Dia menempuh sekolah S1 Pengetahuan Hukum dalam Universitas Airlangga, kemudian melanjutkan jenjang S2 ke Universitas Gajah Mada (UGM). Adapun peringkat Doktor di Bidang Studi Hukum (S3) berhasil diraihnya dari Universitas Airlangga pada September 2025.
Sebelum dilantik sebagai Wakil Ketua MA Sektor Non-Yudisial, Dwiarso Budi Santiarto menjabat sebagai Ketua Kamar Pengawasan Mahkamah Agung (MA). Ia terpilih sebagai Wakil Ketua MA Lingkup Non-Yudisial pada Sidang Paripurna Khusus Pemilihan Wakil Ketua MA Sektor Non-Yudisial pada Gedung MA, Jakarta, Rabu (10/9).

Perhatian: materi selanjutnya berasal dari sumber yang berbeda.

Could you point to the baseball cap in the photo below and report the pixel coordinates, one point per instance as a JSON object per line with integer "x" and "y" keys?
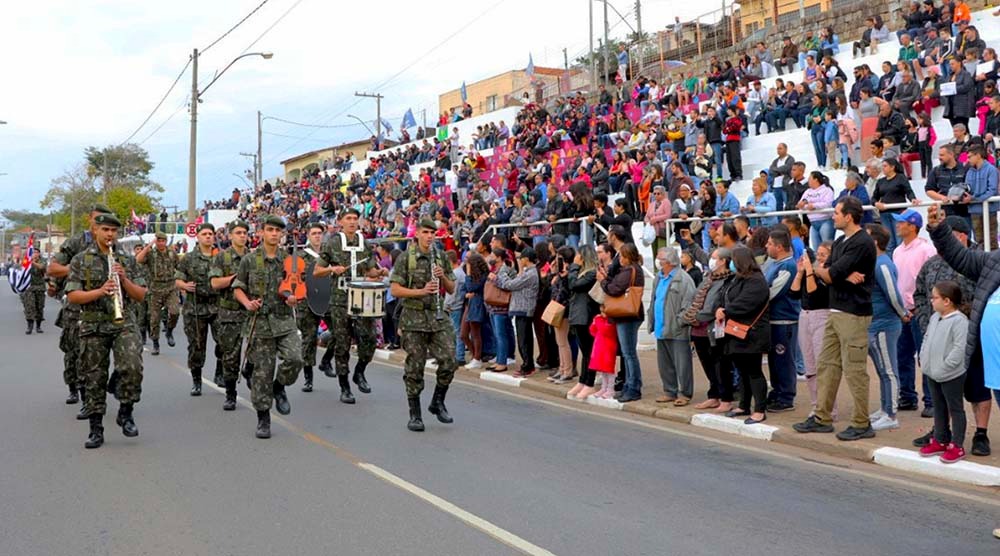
{"x": 910, "y": 216}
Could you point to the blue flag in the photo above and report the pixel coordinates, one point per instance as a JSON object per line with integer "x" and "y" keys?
{"x": 408, "y": 120}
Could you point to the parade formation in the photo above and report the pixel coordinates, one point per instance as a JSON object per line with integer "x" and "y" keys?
{"x": 263, "y": 307}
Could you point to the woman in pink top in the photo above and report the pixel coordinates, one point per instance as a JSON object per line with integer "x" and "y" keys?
{"x": 818, "y": 196}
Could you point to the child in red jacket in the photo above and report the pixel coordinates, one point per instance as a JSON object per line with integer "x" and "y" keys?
{"x": 604, "y": 354}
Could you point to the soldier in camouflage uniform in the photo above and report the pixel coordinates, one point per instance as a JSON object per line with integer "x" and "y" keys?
{"x": 69, "y": 316}
{"x": 336, "y": 260}
{"x": 161, "y": 266}
{"x": 33, "y": 298}
{"x": 231, "y": 314}
{"x": 201, "y": 302}
{"x": 270, "y": 331}
{"x": 90, "y": 286}
{"x": 418, "y": 277}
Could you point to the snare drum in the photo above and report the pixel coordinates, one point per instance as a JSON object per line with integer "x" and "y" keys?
{"x": 366, "y": 299}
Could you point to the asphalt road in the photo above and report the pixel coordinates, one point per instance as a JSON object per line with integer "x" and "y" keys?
{"x": 510, "y": 476}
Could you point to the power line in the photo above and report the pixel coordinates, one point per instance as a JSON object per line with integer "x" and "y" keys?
{"x": 233, "y": 28}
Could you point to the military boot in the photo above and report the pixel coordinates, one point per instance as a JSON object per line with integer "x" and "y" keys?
{"x": 307, "y": 373}
{"x": 437, "y": 405}
{"x": 263, "y": 424}
{"x": 195, "y": 382}
{"x": 126, "y": 422}
{"x": 345, "y": 390}
{"x": 359, "y": 379}
{"x": 96, "y": 437}
{"x": 281, "y": 399}
{"x": 416, "y": 423}
{"x": 230, "y": 403}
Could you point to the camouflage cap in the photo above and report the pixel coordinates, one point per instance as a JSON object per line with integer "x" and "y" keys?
{"x": 106, "y": 219}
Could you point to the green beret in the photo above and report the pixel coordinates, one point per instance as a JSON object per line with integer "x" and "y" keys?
{"x": 106, "y": 219}
{"x": 275, "y": 221}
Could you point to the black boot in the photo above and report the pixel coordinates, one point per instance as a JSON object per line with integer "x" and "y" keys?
{"x": 96, "y": 437}
{"x": 345, "y": 389}
{"x": 281, "y": 399}
{"x": 195, "y": 382}
{"x": 416, "y": 423}
{"x": 126, "y": 422}
{"x": 230, "y": 403}
{"x": 264, "y": 424}
{"x": 307, "y": 373}
{"x": 437, "y": 405}
{"x": 359, "y": 379}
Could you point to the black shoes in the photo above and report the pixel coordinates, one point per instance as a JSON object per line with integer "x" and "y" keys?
{"x": 416, "y": 423}
{"x": 345, "y": 390}
{"x": 812, "y": 425}
{"x": 263, "y": 424}
{"x": 96, "y": 437}
{"x": 307, "y": 373}
{"x": 437, "y": 405}
{"x": 281, "y": 399}
{"x": 359, "y": 379}
{"x": 230, "y": 403}
{"x": 126, "y": 422}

Dwiarso terpilih secara mayoritas di voting yang tersebut direalisasikan oleh seluruh Hakim Agung RI dengan raihan 25 suara, jika dibandingkan calon lainnya yakni Hamdi kemudian Prim Haryadi yang tersebut lolos pada pemilihan putaran kedua.

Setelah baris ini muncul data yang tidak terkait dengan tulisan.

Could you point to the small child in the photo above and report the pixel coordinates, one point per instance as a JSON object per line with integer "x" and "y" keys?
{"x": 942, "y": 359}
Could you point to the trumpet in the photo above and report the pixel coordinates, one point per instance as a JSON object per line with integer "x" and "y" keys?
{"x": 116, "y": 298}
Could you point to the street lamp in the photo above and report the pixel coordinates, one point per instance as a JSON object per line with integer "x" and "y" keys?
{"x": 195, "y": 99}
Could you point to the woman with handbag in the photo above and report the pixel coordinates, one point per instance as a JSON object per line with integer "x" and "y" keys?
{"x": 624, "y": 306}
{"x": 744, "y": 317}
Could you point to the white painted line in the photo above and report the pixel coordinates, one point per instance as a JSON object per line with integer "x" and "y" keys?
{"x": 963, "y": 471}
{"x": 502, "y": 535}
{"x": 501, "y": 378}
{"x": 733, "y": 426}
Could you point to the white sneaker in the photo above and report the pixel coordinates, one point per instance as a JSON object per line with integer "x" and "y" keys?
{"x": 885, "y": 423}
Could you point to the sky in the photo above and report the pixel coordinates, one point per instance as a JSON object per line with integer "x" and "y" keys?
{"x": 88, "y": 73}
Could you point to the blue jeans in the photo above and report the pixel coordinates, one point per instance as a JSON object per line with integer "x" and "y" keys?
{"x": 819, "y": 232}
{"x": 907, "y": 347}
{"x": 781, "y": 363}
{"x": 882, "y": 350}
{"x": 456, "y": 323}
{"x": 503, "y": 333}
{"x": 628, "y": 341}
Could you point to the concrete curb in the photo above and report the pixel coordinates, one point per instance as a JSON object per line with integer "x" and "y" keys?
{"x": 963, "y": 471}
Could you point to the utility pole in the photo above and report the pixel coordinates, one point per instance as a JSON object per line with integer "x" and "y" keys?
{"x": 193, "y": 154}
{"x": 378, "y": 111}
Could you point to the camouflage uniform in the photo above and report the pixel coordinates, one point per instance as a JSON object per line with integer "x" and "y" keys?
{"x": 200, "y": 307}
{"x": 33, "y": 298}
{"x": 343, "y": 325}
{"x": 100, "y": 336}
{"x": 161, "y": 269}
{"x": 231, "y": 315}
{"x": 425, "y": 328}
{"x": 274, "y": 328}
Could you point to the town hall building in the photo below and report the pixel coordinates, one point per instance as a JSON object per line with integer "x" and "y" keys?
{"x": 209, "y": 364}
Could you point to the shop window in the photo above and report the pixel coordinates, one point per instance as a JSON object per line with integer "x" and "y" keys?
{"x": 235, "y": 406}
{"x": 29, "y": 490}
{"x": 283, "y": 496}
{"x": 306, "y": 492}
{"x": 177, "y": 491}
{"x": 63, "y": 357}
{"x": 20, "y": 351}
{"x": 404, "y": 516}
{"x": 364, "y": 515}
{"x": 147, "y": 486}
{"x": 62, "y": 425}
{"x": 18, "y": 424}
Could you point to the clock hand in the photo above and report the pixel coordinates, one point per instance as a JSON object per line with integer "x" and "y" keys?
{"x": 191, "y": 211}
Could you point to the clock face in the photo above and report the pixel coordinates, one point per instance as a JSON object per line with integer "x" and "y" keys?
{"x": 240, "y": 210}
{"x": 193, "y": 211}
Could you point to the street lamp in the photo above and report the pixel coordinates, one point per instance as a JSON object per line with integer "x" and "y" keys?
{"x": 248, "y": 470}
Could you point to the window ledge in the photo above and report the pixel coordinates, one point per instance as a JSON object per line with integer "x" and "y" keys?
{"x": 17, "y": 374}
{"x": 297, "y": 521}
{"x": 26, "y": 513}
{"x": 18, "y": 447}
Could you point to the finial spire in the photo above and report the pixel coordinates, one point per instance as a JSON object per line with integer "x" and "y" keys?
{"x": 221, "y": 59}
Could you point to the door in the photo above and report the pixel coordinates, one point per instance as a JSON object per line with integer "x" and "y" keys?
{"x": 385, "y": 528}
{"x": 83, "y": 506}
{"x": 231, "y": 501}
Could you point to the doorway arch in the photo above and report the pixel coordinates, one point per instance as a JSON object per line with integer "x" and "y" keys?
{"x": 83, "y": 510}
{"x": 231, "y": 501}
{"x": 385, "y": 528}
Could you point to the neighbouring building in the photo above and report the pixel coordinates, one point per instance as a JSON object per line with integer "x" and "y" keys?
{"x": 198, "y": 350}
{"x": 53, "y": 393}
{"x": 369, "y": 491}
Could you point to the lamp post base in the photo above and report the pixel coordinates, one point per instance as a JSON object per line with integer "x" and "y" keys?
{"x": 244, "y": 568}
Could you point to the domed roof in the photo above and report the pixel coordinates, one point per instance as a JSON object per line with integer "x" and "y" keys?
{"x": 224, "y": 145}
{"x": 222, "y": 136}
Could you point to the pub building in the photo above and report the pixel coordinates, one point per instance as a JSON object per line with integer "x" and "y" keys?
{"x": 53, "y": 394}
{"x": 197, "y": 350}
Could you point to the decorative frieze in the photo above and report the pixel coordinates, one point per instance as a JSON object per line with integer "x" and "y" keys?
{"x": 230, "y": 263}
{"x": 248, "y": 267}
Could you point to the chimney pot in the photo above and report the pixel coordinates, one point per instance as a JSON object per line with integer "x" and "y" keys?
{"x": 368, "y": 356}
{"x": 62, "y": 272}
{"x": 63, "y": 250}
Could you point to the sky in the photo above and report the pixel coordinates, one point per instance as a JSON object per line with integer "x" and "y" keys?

Sejumlah jabatan strategis pada Mahkamah Agung RI pernah ia duduki, di antaranya Ketua Kamar Pengawasan MA RI, Kepala Badan Pengawasan MA RI, Ketua Pengadilan Negeri Semarang, Ketua Pengadilan Negeri Ibukota Utara, Ketua Pengadilan Negeri Depok, hingga Hakim Tinggi dalam Pengadilan Tinggi Denpasar.

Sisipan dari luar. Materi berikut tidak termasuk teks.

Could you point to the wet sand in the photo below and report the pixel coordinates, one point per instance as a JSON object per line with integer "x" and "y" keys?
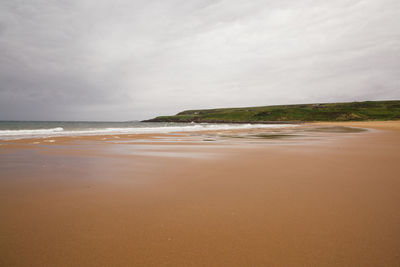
{"x": 314, "y": 196}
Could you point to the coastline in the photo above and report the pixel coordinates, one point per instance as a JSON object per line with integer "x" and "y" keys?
{"x": 180, "y": 199}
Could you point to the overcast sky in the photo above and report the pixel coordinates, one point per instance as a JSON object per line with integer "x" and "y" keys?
{"x": 132, "y": 59}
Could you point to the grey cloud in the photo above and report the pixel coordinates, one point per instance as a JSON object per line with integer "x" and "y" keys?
{"x": 123, "y": 60}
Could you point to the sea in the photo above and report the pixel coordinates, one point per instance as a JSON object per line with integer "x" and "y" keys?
{"x": 10, "y": 130}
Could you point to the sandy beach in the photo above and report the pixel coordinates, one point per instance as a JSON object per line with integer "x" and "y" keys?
{"x": 315, "y": 195}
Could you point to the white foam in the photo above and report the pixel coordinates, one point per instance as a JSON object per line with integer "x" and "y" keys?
{"x": 54, "y": 132}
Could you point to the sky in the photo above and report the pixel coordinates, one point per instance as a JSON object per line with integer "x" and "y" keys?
{"x": 124, "y": 60}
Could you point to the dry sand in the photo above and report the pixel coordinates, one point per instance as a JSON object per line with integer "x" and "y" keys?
{"x": 176, "y": 200}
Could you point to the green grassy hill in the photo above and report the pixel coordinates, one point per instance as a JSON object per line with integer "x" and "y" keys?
{"x": 354, "y": 111}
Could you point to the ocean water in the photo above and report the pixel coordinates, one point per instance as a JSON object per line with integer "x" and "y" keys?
{"x": 40, "y": 129}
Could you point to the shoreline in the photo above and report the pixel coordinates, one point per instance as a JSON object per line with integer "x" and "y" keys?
{"x": 323, "y": 198}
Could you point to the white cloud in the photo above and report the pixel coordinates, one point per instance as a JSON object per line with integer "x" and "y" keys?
{"x": 123, "y": 60}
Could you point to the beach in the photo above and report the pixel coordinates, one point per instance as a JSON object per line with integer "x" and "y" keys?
{"x": 317, "y": 194}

Dalam perjalanan karirnya sebagai orang hakim, Dwiarso Budi Santiarto pernah menangani beberapa persoalan hukum kontroversial yang mana mendebarkan perhatian publik, dalam antaranya persoalan hukum penistaan agama oleh Basuki Tjahaja Purnama (Ahok) pada 2017.
Selain itu, ia juga pernah mengatur Majelis Perkara Tindak Pidana Korupsi Mantan Kepala Daerah Karanganyar, Jawa Tengah, Rina Iriani Sri Ratnaningsih pada tahun 2014. Ia menjatuhkan vonis hukuman enam tahun penjara kemudian denda Rp500 jt terhadap Rina.
Ia juga pernah menangani perkara sengketa lahan di dalam Pusat Rekreasi dan juga Promosi Pembangunan (PRPP) Jawa Tengah antara Pemuka Jawa Tengah Ganjar Pranowo lalu pengacara Yusril Ihza Mahendra yang digunakan mewakili PT Indo Perkasa Usahatama (IPU) pada 2015 lalu.
Dilarang keras mengambil konten, melakukan crawling atau pengindeksan otomatis untuk Teknologi AI pada website web ini tanpa izin tercatat dari Kantor Berita ANTARA.